İş Hukukunda, sıkça karşılaşılan ve uyuşmazlık konusu edilen ilişkilerin başında asıl işveren ve alt işveren ilişkisi gelmektedir. Nitekim çoğu davada husumet itirazları yapılmakta bu ilişkiler bazen yanlış nitelendirilmektedir. İş yaşantısında sektörlerin artması, işverenlerin daha ucuz işçi çalıştırabilmek adına ‘taşeron’ adı verilen firmalarla iş ortaklıkları kurması bu ilişkiyi daha da önemli hale getirmiştir. Uygulamada taşeron olarak adlandırılan alt işveren 4857 sayılı İş Kanunu ile yaşantımıza yer etmiş ve bugün İş Davalarındaki husumet itirazlarının sebebi olmuştur.

Asıl İşveren – Alt İşveren İlişkisi

İş Kanunu’nun 2. maddesi tanımlar başlığıyla düzenlenmiş olup bu madde içerisinde asıl işveren alt işveren ilişkisi tanımlanmıştır. İş Kanunu’nun 2. maddesine göre :

Bir işverenden, işyerinde yürüttüğü mal veya hizmet üretimine ilişkin yardımcı işlerinde veya asıl işin bir bölümünde işletmenin ve işin gereği ile teknolojik nedenlerle uzmanlık gerektiren işlerde iş alan ve bu iş için görevlendirdiği işçilerini sadece bu işyerinde aldığı işte çalıştıran diğer işveren ile iş aldığı işveren arasında kurulan ilişkiler asıl işveren – alt işveren ilişkisi denir

şeklinde tanımlamıştır. Görüldüğü üzere kanun koyucu madde metninde her iki kavrama da açıklık getirerek bu ilişkiyi ortaya koymuştur. Her ne kadar alt işverenlik ve asıl işverenlik kavramları İş Kanunu’nda ayrı ayrı tanımlanmasa da Alt İşverenlik Yönetmeliğinde bu iki kavram şu şekilde tanımlanmıştır :

Asıl İşveren     :

İşyerinde yürüttüğü mal veya hizmet üretimine ilişkin yardımcı işleri veya asıl işin bir bölümünde işletmenin ve işin gereği ile teknolojik nedenlerle uzmanlık gerektiren işleri diğer işverene veren, asıl işte kendisi de işçi çalıştıran gerçek veya tüzel kişiyi yahut tüzel kişiliği olmayan kurum ve kuruluşları ifade eder.

Alt İşveren      :

Bir işverenden, iş yerinde yürütülen mal veya hizmet üretimine ilişkin yardımcı işlerde veya asıl işin bir bölümünde işletmenin ve işin gereği ile teknolojik nedenlerle uzmanlık gerektiren işlerde iş alan, bu iş için görevlendirdiği işçilerini sadece bu işyerinde aldığı işte çalıştıran gerçek veya tüzel kişiyi yahut tüzel kişiliği olmayan kurum ve kuruluşları ifade eder.

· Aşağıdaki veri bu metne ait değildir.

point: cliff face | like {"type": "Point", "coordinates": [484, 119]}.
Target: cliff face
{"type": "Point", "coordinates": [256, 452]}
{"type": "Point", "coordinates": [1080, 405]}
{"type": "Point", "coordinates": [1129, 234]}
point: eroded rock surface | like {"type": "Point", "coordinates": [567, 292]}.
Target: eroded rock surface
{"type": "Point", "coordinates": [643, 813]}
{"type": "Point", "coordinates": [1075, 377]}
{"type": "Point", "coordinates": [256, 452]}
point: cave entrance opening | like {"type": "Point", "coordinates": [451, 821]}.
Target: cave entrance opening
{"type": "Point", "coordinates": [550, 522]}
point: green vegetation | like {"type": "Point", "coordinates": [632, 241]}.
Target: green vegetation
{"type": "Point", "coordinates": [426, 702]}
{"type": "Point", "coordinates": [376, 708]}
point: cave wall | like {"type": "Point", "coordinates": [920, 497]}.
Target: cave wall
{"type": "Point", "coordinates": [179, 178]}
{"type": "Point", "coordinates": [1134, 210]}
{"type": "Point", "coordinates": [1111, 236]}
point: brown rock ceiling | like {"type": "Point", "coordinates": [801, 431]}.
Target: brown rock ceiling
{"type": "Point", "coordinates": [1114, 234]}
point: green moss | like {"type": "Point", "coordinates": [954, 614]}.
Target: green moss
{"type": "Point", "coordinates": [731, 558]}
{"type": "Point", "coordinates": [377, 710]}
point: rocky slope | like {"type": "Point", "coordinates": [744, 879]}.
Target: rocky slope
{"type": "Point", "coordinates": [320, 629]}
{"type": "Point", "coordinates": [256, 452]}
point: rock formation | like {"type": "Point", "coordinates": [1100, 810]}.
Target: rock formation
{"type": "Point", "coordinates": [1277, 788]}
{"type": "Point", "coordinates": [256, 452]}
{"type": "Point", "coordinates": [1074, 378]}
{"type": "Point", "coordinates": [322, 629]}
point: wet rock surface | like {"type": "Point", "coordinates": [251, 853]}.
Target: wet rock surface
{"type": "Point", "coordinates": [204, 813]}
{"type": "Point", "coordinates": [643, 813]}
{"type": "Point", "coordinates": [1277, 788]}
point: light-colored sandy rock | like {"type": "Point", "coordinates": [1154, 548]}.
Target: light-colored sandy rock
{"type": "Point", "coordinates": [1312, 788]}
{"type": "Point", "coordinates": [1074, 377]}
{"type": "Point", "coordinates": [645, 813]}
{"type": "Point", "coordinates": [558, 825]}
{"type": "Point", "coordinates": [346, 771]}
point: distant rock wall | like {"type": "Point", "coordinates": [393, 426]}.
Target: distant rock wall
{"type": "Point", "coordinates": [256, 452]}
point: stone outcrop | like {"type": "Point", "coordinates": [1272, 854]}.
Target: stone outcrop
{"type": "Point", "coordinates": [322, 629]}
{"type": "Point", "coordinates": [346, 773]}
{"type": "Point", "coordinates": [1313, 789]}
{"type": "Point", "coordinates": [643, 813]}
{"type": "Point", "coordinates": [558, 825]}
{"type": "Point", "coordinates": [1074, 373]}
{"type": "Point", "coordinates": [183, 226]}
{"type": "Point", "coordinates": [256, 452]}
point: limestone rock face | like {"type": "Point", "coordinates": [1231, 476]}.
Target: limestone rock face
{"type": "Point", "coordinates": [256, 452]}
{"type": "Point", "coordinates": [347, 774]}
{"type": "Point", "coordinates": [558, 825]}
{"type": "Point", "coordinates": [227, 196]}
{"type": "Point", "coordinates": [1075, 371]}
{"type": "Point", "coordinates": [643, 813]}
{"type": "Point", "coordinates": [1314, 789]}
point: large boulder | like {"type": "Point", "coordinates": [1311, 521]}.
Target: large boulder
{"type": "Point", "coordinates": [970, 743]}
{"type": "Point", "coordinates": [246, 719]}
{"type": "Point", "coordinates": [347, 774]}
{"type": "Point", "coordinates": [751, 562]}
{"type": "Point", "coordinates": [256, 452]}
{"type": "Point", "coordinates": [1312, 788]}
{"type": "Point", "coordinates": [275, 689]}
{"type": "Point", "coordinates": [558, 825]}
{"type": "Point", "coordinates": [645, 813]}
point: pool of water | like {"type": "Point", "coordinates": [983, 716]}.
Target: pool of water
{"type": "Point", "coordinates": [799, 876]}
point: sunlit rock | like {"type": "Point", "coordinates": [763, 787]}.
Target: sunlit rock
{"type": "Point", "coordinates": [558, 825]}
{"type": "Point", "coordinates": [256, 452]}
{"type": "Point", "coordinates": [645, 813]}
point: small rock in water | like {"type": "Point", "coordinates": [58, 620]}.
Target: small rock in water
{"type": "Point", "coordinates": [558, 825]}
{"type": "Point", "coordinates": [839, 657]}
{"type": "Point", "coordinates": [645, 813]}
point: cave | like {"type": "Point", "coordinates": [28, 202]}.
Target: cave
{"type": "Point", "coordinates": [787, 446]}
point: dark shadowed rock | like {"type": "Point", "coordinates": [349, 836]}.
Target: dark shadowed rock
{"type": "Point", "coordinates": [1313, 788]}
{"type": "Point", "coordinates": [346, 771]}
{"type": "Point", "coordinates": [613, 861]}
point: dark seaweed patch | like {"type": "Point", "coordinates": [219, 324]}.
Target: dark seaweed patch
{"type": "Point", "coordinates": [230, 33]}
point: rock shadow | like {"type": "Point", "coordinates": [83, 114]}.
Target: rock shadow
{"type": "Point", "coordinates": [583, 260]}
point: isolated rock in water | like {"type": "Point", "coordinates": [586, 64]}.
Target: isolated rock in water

Tanımlardan da anlaşılacağı üzere asıl işveren ve alt işveren tanımlaması yapılırken bazı şartların varlığı aranmaktadır. Nitekim alt işverenlik için işin belli bir bölümünün uzmanlık gerektirir olması, alt işverenin işçilerini yalnızca o iş için çalıştırması ve iki işverenin olması gibi. Bunun yanı sıra alt işverenlik ve asıl işverenlik için kişi ayrımı yapılmadığı, gerçek veya tüzel kişilerin bu sıfata haiz olacağı da yukarıda verilen tanımlardan anlaşılacaktır. Kısacası alt işveren ve asıl işveren ilişkisinin kurulması için gerekli unsurlar şu şekildedir :

  1. İki ayrı işveren olmalı
  2. İş, asıl işverene ait işyerinde yapılmalı
  3. İş, mal veya hizmet üretimine ilişkin olmalı,
  4. İş yardımcı iş veya asıl işin bir bölümüne dair olmalı
  5. İş, teknolojik nedenlerle uzmanlık gerektiren bir iş olmalı

İki Ayrı İşveren Olmalı

Asıl işveren – alt işveren ilişkisinin varlığı için iki işveren olmalıdır. Nitekim her iki işverenin de işçileri aynı iş üzerinde çalışmalıdır. Şayet bir adet işverenin varlığından bahsedilecek olursa burada işveren vekili sıfatı ortaya çıkacaktır. İşbu nedenle Asıl işveren ve ‘taşeron’ firmanın işvereninin varlığı halinde bu ilişkiden söz etmek yerinde olacaktır. Bu unsur içeriğinde işçi çalıştırma unsurunu da barındırmaktadır. Nitekim asıl işveren, aynı iş içerisinde kendi işçilerini de çalıştırmalı, işveren sıfatını devam ettirmelidir.

iş avukatı

Nitekim Alt İşverenlik Yönetmeliğinde de belirtildiği üzere asıl işverenin kendi işçileri de mevcut iş sürecinde bulunmalıdır. Aksi takdirde anahtar teslim iş modelinden bahsetmek yerinde olur. Kaldı ki Yargıtay, uygulamada anahtar teslim şeklinde oluşturulan iş ilişkilerinde alt işveren asıl işveren ilişkisini yok saymıştır. İşbu nedenle en önemli kriterlerden birisi iki işverenin varlığı ve asıl işverene bağlı işçilerin de mevcut olmasıdır.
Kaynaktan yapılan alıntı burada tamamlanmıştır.